En 2025, la France fait face à un déficit budgétaire important, qu’elle peine à résorber. Pour parvenir à le réduire, le gouvernement envisage de nombreuses mesures radicales, telles que la mise en place d’une « année blanche ». D’après une étude de l’Institut des politiques publiques (IPP) parue le lundi 30 juin, cette initiative permettrait à l’État de gagner 5,7 milliards d’euros.
Selon cette étude de l’IPP, la solution pour sortir les finances de l’État de ce déficit serait l’année blanche, qui consiste à geler les principales aides publiques, telles que les prestations sociales, les retraites et l’impôt sur le revenu. « Cette mesure représenterait 3 milliards d’euros venant du gel des pensions de retraite, 1,4 milliard d’euros du gel des paramètres de l’IR et 1,3 milliard d’euros du gel des prestations sociales », détaille l’IPP dans son rapport.

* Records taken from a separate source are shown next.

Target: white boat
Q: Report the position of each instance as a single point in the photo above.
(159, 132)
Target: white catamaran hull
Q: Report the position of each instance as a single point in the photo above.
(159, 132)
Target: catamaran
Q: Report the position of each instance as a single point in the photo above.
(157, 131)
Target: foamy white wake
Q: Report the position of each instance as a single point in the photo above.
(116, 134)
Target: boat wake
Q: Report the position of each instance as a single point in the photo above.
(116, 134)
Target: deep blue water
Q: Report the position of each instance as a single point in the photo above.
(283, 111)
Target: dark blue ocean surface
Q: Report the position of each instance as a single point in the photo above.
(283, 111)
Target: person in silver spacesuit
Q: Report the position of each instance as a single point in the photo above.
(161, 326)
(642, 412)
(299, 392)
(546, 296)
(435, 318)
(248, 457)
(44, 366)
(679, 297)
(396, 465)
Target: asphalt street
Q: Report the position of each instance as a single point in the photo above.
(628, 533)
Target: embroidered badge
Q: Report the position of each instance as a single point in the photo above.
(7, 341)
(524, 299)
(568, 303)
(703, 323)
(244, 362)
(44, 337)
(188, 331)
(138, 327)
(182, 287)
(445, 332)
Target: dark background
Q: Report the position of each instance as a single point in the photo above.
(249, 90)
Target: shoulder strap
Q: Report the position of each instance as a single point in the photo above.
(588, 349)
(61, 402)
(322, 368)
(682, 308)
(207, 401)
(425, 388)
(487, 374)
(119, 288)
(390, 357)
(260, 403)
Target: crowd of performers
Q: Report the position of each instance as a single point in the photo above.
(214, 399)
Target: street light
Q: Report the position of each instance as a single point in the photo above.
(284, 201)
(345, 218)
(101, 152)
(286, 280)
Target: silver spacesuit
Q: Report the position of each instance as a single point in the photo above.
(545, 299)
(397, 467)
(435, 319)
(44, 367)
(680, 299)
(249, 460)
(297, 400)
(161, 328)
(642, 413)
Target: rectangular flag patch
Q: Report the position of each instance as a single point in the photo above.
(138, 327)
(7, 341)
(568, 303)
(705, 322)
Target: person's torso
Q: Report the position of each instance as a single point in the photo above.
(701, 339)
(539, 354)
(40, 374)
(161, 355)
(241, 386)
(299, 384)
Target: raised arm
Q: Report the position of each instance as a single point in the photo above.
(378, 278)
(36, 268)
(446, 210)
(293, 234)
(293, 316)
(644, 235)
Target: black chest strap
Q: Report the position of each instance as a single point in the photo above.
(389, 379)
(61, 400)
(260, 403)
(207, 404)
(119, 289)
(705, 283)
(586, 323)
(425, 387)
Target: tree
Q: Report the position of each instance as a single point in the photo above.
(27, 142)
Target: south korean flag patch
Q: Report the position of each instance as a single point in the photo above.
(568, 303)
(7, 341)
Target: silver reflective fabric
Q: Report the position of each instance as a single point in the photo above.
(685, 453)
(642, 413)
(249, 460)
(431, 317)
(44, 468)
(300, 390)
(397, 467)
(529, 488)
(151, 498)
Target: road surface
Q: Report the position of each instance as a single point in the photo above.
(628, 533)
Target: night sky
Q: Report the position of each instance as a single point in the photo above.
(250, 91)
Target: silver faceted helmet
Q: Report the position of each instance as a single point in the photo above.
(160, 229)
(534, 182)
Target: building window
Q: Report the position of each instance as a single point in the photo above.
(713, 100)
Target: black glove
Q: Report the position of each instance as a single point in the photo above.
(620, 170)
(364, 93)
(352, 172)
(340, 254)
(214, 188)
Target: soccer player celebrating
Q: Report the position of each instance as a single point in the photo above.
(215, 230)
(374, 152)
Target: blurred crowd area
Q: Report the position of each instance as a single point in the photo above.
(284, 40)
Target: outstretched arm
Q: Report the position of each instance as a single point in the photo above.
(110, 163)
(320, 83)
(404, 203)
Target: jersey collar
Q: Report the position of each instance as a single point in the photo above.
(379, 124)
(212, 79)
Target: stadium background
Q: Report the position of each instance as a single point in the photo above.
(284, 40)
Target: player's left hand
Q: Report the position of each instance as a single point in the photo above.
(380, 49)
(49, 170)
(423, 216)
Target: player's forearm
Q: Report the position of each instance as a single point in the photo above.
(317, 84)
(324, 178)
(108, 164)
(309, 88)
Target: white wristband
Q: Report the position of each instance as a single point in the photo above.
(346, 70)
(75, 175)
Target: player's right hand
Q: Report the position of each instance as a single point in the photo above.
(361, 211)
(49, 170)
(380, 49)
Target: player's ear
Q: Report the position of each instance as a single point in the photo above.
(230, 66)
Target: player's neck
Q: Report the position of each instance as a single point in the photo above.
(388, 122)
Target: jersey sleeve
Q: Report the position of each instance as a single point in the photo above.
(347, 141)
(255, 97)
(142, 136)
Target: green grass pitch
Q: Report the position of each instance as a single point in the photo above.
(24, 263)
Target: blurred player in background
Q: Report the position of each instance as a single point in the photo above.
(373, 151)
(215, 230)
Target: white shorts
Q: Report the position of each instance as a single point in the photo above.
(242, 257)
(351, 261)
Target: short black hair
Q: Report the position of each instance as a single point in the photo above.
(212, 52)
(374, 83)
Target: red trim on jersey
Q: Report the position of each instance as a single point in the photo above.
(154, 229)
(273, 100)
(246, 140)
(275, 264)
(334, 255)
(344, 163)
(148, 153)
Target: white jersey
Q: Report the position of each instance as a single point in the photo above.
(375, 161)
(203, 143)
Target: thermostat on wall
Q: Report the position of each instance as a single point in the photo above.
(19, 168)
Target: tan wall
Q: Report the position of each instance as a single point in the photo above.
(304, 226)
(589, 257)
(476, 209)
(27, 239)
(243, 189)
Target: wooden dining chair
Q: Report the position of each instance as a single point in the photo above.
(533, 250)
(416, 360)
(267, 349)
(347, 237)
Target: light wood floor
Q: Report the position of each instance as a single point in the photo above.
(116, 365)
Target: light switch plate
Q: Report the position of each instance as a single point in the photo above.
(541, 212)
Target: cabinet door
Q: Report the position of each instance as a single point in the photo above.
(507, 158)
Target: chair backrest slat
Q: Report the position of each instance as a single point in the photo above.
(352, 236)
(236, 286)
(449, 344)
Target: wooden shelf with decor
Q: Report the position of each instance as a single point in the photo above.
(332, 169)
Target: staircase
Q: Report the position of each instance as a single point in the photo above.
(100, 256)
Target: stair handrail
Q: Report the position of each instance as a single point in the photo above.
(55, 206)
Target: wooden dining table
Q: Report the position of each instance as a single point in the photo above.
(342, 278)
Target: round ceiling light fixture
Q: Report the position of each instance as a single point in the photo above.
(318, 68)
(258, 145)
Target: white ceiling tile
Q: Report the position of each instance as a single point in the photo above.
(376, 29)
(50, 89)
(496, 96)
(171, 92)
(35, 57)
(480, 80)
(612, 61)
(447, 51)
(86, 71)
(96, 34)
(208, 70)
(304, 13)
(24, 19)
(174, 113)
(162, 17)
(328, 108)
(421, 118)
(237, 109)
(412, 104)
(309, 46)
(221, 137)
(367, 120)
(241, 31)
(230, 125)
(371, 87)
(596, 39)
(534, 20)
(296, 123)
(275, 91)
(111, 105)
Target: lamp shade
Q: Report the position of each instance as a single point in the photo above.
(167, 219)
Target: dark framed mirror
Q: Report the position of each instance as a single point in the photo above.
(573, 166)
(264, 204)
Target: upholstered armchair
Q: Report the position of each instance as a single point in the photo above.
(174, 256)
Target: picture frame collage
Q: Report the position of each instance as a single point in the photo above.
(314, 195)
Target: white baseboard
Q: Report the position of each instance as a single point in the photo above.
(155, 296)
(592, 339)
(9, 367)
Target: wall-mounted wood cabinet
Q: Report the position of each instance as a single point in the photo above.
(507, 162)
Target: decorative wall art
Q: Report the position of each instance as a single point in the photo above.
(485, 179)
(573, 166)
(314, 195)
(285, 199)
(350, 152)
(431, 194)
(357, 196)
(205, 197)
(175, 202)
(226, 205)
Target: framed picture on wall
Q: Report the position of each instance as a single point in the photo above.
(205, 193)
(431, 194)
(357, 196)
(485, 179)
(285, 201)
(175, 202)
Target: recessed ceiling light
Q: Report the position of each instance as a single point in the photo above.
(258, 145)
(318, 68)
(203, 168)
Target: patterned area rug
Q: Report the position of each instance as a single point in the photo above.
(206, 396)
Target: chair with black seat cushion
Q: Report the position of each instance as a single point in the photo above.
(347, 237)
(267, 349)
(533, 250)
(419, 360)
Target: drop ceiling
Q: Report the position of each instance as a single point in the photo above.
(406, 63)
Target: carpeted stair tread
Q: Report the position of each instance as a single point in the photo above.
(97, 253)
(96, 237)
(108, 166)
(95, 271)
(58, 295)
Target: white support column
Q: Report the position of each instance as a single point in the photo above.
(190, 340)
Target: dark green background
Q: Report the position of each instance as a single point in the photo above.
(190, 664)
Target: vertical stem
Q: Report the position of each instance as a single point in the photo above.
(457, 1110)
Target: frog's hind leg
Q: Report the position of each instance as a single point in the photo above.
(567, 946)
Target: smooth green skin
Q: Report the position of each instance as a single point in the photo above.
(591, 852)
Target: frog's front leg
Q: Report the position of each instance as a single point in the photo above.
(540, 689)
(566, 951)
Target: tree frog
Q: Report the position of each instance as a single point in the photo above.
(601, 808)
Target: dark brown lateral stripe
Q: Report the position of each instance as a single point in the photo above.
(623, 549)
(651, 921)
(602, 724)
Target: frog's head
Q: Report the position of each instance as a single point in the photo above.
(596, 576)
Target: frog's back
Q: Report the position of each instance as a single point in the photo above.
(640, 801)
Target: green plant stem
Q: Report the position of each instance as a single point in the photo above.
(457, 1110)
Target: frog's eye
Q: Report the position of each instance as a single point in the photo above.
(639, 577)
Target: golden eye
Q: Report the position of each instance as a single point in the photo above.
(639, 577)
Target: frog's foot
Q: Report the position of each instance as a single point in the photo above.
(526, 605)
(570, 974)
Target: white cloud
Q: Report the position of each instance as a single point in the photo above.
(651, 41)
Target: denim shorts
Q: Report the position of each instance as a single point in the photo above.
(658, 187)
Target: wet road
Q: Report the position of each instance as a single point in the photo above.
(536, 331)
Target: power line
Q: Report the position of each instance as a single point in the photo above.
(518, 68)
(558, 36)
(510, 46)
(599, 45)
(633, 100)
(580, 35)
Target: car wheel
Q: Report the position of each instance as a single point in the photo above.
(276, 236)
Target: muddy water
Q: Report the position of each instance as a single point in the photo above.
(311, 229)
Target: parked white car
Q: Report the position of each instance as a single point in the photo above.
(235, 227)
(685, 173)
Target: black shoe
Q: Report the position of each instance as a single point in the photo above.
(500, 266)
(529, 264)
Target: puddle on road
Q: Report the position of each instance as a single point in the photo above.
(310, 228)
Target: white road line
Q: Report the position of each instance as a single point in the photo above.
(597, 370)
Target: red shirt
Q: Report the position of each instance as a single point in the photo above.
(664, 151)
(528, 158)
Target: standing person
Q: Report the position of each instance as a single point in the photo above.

Toutefois, comme le précise l’institut, cette mesure ne sera pas sans conséquences pour les citoyens français, puisque « 3,2% des ménages verraient leur niveau de vie diminuer d’au moins 1% », causant ainsi des inégalités sociale . Ces estimations ont été effectuées en fonction de l’absence d’indexation sur l’inflation annuelle estimée à 1,3%, alors que, selon l’Institut national de la statistique (Insee), ce taux devrait descendre à 1%.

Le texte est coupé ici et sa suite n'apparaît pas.